So let me give you a definition. Here's what interpretation is. Interpretation is the proper use of generally accepted principles to determine the one divinely intended meaning of the passage, the proper use of generally accepted principles to determine the one divinely intended meaning of the passage. This is what God intended this passage to mean. Now obviously, that's a very critical decision. So how do you go about making a decision like that? Well, there is an art to interpretation, but the real work in interpretation is primarily a science. There are rules or guidelines that are generally accepted principles to use in helping us decide exactly what a passage mean and what it doesn't mean and what it can never mean.

All right, so let's look at the principles then of interpretation. Now, I'm just going to give you an overview, sort of a sketch. If you want to study this in more detail, let me mention some resources. Here are some resources for you to consider, and I don't agree with everything in every one of these books, but they're all helpful in and of themselves.
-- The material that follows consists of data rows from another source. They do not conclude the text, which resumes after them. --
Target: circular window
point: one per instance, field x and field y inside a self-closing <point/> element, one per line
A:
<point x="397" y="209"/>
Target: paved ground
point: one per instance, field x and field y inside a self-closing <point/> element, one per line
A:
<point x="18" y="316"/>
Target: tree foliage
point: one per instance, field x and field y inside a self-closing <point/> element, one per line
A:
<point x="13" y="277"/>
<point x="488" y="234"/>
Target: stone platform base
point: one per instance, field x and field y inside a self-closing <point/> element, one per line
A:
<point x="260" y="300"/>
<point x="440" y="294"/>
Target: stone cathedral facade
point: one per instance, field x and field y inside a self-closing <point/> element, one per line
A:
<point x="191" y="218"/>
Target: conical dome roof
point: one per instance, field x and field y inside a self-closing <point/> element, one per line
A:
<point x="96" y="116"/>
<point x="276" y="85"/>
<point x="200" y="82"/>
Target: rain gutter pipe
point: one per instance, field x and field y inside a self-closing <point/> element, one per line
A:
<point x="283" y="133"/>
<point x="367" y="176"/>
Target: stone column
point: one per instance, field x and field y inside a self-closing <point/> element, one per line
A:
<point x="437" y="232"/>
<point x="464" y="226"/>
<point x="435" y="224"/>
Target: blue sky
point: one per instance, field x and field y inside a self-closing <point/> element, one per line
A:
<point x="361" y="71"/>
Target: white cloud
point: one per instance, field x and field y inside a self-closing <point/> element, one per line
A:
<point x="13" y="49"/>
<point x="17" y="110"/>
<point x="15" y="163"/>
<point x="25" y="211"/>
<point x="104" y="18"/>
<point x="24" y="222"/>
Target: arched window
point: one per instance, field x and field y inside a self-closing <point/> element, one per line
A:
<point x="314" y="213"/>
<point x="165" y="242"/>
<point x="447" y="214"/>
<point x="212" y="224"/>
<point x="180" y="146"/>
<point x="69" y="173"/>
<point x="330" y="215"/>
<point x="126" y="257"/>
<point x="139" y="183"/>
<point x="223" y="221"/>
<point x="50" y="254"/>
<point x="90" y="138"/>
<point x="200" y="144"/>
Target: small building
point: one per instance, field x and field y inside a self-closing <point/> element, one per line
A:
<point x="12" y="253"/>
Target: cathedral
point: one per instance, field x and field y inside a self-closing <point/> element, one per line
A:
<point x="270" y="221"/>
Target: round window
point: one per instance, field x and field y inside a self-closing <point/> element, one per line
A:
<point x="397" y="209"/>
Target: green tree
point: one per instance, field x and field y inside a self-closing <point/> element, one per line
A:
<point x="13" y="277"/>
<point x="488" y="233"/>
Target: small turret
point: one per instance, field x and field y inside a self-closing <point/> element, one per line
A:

You'll just have to use discernment as you do anything outside of the Scripture. First one is How to Read the Bible for All It's Worth by Gordon Fee and Douglas Stuart. A second one, Knowing Scripture by R. C. Sproul. A third one, Hermeneutics by Henry Virkler. Again, those are the principles for interpreting the Bible. That's what hermeneutics is. And then sort of the classic, and again I don't agree with everything in here, but Protestant Biblical Interpretation by Bernard Ramm. That's a little heavier sledding. The simplest one here is R.C. Sproul's book Knowing Scripture if you just want to get your toe in the water. And then maybe the next one would be Hermeneutics by Henry Virkler, then How to Read the Bible for All It's Worth, and then lastly Protestant Biblical Interpretation. That's kind of a ranking from simplest to most challenging, but all of them can be helpful if you want to study this a little more.

But what I have done is basically synthesize the guidelines that these resources share into three main principles, three main principles of interpretation. If you get these three, you can understand what the Scripture is saying, you can interpret what it means accurately. Principle number one, interpret the Bible based on authorial intent. That is, what did the author intend to say? The author's intended meaning is the Scripture. Some Christians, frankly, come to the Bible as if it were a kind of Ouija board. You know what that is? Some of you are too young maybe to remember, but basically it was this board where supposedly, it had letters on it and two people could put their hands on this apparatus in the middle and if they moved their hands, supposedly they would be supernaturally directed to a proper letter, and it was all out of, it was all about personal messages. Because Christians often come to the Bible looking for personal messages that they can find in words and letters, they come looking for hidden messages for me in the words of Scripture that have no relationship to the context.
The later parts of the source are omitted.